The wonderful thing about the internet, Facebook, Instagram and the like is that it connects humans across the globe in a way that was never possible before. Yes I know it can be frustrating that we seem to be constantly 'plugged in'. But at the same time it opens us to different cultures. We get to learn about people on this beautiful planet we live on. Different traditions, ways of life, sayings and quirks that keep the world turning.
But it also reinforces the fact that we all bleed the same red blood when wounded. We all have the same hopes, dreams, fears. We may all come from different backgrounds, wealthy, poor, educated, dropouts, law-abiding and criminals but at the very heart of it we all want the same thing for ourselves and our families, somewhere safe to sleep at night, food on the table, warm clothes to wear, a decent education, a safe neighbourhood. And laughter and happiness.
Let us all remember that as we move into the festive season. It isn't about the big expensive gifts. It is about those much smaller things that money can never buy.
Time, love, acceptance.
Below I've shared a selection of ordinary humans in 2 cities separated by the Atlantic Ocean - Cape Town & New York ... ordinary humans facing similar challenges regardless of the continent they call home. And it doesn't matter from which side of the tracks they are. Whether they straight or gay. Religious or Atheist. Black or White. They are all HUMAN.
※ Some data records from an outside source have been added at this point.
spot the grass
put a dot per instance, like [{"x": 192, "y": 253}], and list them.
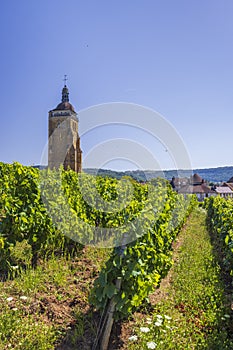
[
  {"x": 193, "y": 312},
  {"x": 47, "y": 307}
]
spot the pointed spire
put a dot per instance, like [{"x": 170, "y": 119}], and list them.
[{"x": 65, "y": 91}]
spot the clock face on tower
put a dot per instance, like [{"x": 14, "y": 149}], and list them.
[{"x": 64, "y": 142}]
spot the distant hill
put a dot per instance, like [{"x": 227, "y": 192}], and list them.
[{"x": 209, "y": 174}]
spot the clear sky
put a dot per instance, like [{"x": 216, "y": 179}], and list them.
[{"x": 172, "y": 56}]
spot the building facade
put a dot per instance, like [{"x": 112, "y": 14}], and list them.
[{"x": 64, "y": 141}]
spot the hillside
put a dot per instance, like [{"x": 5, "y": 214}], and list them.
[{"x": 219, "y": 174}]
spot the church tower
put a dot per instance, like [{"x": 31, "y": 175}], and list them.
[{"x": 64, "y": 141}]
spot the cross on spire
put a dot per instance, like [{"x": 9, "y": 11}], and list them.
[{"x": 65, "y": 79}]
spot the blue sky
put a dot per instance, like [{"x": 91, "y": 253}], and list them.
[{"x": 175, "y": 57}]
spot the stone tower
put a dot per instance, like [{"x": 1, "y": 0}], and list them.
[{"x": 64, "y": 141}]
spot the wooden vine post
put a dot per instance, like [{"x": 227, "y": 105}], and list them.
[{"x": 112, "y": 304}]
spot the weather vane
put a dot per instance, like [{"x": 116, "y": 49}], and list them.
[{"x": 65, "y": 79}]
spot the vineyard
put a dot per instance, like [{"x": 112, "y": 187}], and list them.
[{"x": 106, "y": 241}]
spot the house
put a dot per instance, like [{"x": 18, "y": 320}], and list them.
[
  {"x": 226, "y": 190},
  {"x": 196, "y": 185}
]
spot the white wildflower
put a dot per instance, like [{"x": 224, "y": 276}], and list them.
[
  {"x": 151, "y": 345},
  {"x": 133, "y": 338},
  {"x": 10, "y": 299},
  {"x": 167, "y": 317},
  {"x": 159, "y": 317},
  {"x": 144, "y": 329},
  {"x": 149, "y": 320}
]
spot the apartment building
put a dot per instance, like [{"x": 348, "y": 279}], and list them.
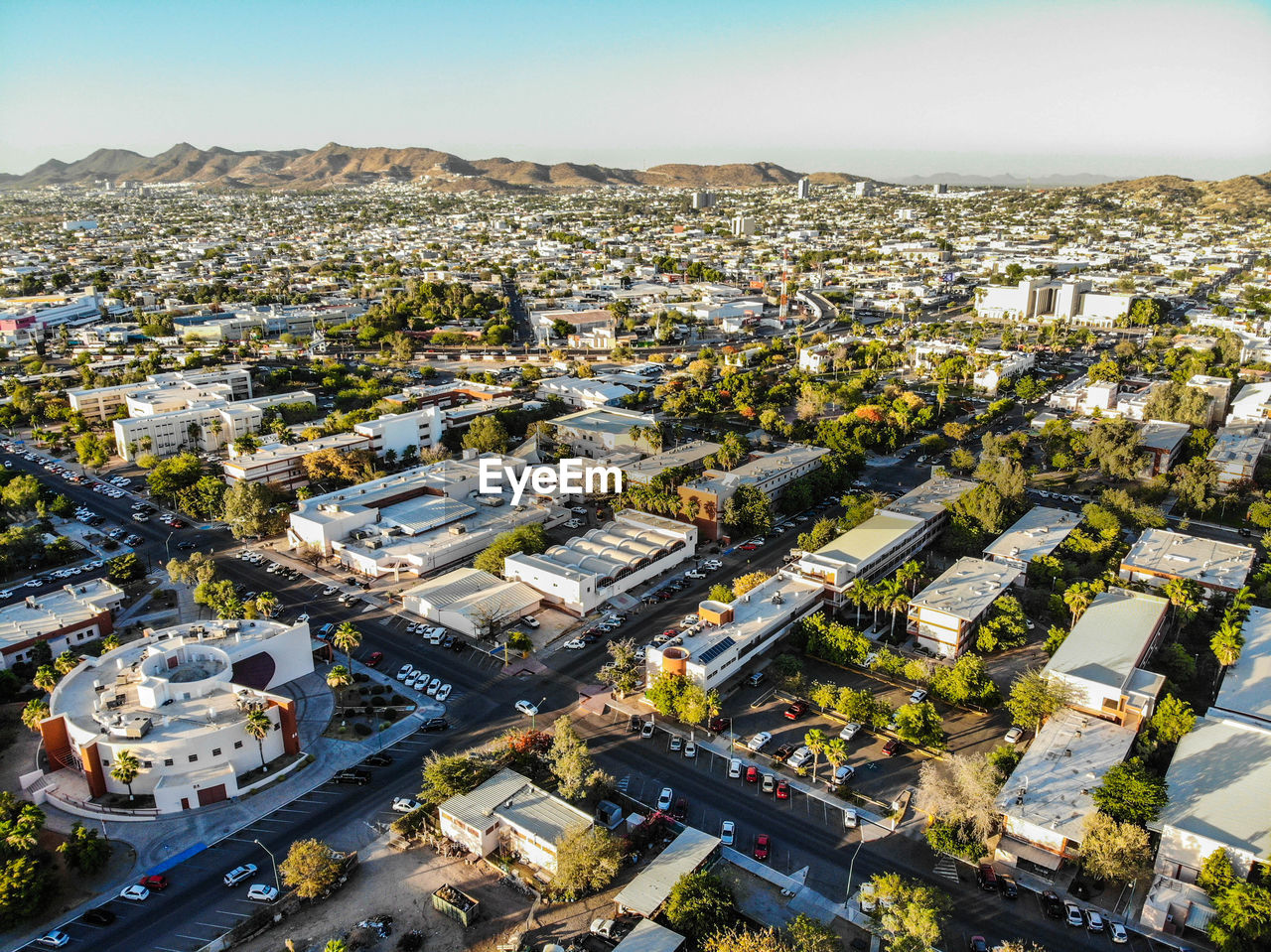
[
  {"x": 1103, "y": 658},
  {"x": 943, "y": 615},
  {"x": 1038, "y": 533},
  {"x": 1161, "y": 554},
  {"x": 63, "y": 617}
]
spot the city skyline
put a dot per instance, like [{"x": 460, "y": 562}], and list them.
[{"x": 826, "y": 87}]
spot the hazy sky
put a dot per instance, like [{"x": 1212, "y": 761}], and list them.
[{"x": 884, "y": 89}]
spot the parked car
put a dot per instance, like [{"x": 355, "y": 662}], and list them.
[
  {"x": 239, "y": 874},
  {"x": 262, "y": 892}
]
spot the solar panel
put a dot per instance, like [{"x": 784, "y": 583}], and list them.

"When I was 19, my girlfriend and I were going to study in Paris. Our boyfriends came to the docks to see us off. Right as we were getting on the ship, my friend's boyfriend said to her: 'If you go, I won't wait for you.' So she turned around and decided to stay. My fiance saw this and told me: 'I won't wait for you either.'
I said: 'Don't!'"
365 Portraits of Strangers Day 289 - "Michael the Carpenter" Today while driving up to Carlinn's mom's place for dinner, I saw a few builders finishing up their work for the day and decided to stop to go have a chat. The first two guys I was talking to weren't so keen on having their photos taken, but then 2 guys came over, one of them being Michael here. He has been working as a carpenter for the last 14 years. He loves working with his hands so when he finished school, this was something he wanted to do. He was such a friendly guy with a warm smile. I hope he puts a smile on every persons face that sees his photo!
"People confuse the source of their happiness. They become temporarily happy when they get a new car, or a new house, or a new marriage. And they think that they are suddenly happy because of this new thing in their life. In reality, they are happy because for a brief moment, they are without desire. But then soon another desire comes along. And the search continues."
365 Portraits of Strangers Day 194 - "Kavaya the Painter" Today I met Kavaya on Kloof Street while he was fixing up a few cracks on a wall before he painted it. He has been doing this since the 80's and it pays his bills and puts food on the table for his family and for that he is grateful. We didn't chat for long, but he was really happy when I showed him his photograph.
"What's your greatest struggle as a teacher?"
"I worry a lot about the kids."
"Not all the kids. Just the ones that aren't on the 'college track.' Many of them just don't have a culture of expectation at home, and it's hard work to lift yourself out of an underprivileged situation. I actually just finished going to a trombone recital for a former student of mine. I used to coach him in hockey on weekends. He'd practice with me from 4 AM to 6 AM. Then he'd go practice trombone from 8 to 10. He did all this just so he could get into a good high school. That's what it takes, really. Hard to do without a culture of expectation."
365 Portraits of Strangers Day 209 - "Sive from Queenstown" On Sunday I met Sive walking down Kloof Street with her friend Palisa. They were both coming from a gig Palisa helped organise, but Sive was there to enjoy the party. She is from Queenstown originally, but now lives in Khayelitsha. When she's not partying or hanging with her friends, she loves to read and cook. I asked her what her favourite dish to cook is, and it was the Sunday lunch! I walked away smiling, but also very hungry. Good to meet you Sive.
"Saddest moment? How am I supposed to choose between losing my parents and seeing my friends die in Vietnam? I don't categorize those things. Listen, a person is like a rubber band ball. We've all got a lot of bad rubber bands, and a lot of good rubber bands, and they're all wrapped up together. And you've got to have both types of bands or your rubber band ball ain't gonna bounce. And no use trying to untangle them. You know what I'm saying?"
365 Portraits of Strangers Day 89 - "Charlie the working girl" Today I met Charlie. She is 22 years old, from Pretoria originally but has been living in Cape Town since she was 16. She is a prostitute and has been since she was 18 years old and she is addicted to drugs. She doesn't want to do anything else, even though she hates doing it. She uses the money to get high and told me she was high on heroine while I was talking to her. This entire story today and some of the other things she told me about her life made me realize how hard someone's life has to be in order to take a road Charlie has. I can only hope she will see the light before it's too late.